Vulnerability identifier: #VU51763

Vulnerability risk: Low

CVSSv3.1: 5.9 [CVSS:3.1/AV:P/AC:L/PR:N/UI:N/S:U/C:H/I:H/A:H/E:U/RL:O/RC:C]

CVE-ID: CVE-2021-1398

CWE-ID: CWE-489

Exploitation vector: Local

Exploit availability: No

Vulnerable software:
Cisco IOS XE
Operating systems & Components / Operating system
Integrated Services Virtual Routers
Hardware solutions / Routers & switches, VoIP, GSM, etc
Cloud Services Router 1000V Series
Hardware solutions / Routers & switches, VoIP, GSM, etc

Vendor: Cisco Systems, Inc

Description

The vulnerability allows a local attacker to execute arbitrary code on the system.

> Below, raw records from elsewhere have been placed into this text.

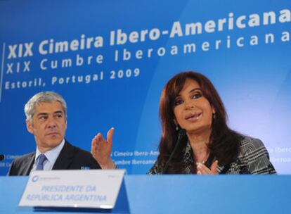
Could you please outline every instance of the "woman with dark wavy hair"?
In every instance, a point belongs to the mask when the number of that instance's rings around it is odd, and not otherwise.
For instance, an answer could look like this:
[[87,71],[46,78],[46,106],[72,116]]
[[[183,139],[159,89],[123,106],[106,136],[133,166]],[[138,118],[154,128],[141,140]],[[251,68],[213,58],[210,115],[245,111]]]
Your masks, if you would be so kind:
[[[276,174],[263,143],[231,130],[224,103],[212,83],[189,71],[167,83],[160,103],[160,155],[148,174]],[[91,153],[102,168],[110,158],[113,130],[99,133]]]
[[[200,73],[181,73],[167,82],[160,115],[160,155],[149,174],[276,173],[259,139],[228,127],[219,95]],[[186,134],[179,139],[181,129],[186,130]]]

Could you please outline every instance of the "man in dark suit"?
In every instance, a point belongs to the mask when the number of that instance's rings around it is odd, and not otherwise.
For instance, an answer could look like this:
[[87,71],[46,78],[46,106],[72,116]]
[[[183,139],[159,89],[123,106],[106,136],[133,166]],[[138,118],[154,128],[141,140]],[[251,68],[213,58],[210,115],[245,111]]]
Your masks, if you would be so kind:
[[36,151],[15,158],[8,175],[28,175],[37,170],[100,169],[92,155],[65,139],[67,104],[52,92],[40,92],[25,104],[26,125],[34,135]]

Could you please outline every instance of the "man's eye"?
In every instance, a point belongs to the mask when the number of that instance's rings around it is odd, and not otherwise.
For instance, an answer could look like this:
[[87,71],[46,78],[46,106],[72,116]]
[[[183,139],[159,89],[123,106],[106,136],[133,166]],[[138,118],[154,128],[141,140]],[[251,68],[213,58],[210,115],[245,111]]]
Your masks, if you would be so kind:
[[63,115],[61,114],[56,115],[56,118],[63,118]]
[[183,103],[183,101],[182,100],[176,100],[175,101],[175,106],[179,106]]
[[39,120],[45,120],[46,118],[47,118],[47,116],[44,115],[44,116],[40,116],[39,118]]

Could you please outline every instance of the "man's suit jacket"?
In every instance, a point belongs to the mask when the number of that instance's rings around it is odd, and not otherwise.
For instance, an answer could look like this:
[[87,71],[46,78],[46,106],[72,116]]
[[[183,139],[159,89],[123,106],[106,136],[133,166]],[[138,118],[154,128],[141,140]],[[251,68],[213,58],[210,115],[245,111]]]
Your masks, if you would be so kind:
[[[34,159],[35,152],[15,158],[9,169],[8,175],[29,175]],[[53,170],[80,170],[82,166],[90,169],[101,169],[98,162],[89,151],[74,146],[65,140]]]

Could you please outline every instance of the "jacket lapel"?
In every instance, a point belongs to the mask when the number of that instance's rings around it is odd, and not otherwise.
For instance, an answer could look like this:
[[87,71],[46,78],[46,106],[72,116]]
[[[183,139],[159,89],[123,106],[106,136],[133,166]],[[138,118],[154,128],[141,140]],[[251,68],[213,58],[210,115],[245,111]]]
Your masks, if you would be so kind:
[[58,155],[58,158],[53,165],[53,170],[66,170],[73,160],[74,146],[72,146],[67,140],[65,140],[64,147],[63,147]]
[[35,153],[32,153],[31,156],[27,157],[25,163],[23,165],[23,175],[30,175],[30,171],[34,163]]

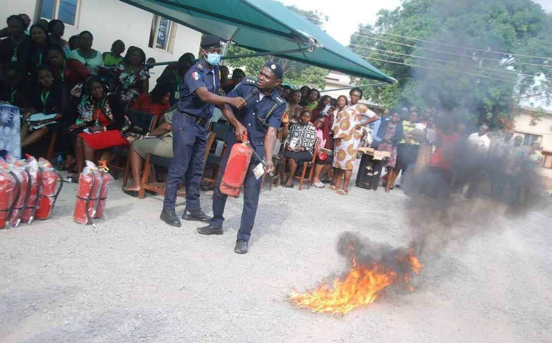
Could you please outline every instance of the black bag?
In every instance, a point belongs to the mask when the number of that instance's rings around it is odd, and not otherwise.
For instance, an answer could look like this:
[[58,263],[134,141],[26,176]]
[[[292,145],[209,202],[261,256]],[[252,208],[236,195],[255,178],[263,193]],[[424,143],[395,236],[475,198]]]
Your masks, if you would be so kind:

The vulnerability exists due to incorrect validations of specific function arguments that are passed to the boot script. An attacker with physical access can tamper with a specific file, execute unsigned code at boot time and bypass the image verification check in the secure boot process of the affected device.

Mitigation
Install updates from vendor's website.

Vulnerable software versions

Cisco IOS XE: Amsterdam 17.1.1

Integrated Services Virtual Routers: All versions

Cloud Services Router 1000V Series: All versions

---

External links
http://tools.cisco.com/security/center/content/CiscoSecurityAdvisory/cisco-sa-XE-ACE-75K3bRWe

---

Q & A

Can this vulnerability be exploited remotely?

No. The attacker should have physical access to the system in order to successfully exploit this vulnerability.

Is there known malware, which exploits this vulnerability?

No. We are not aware of malware exploiting this vulnerability.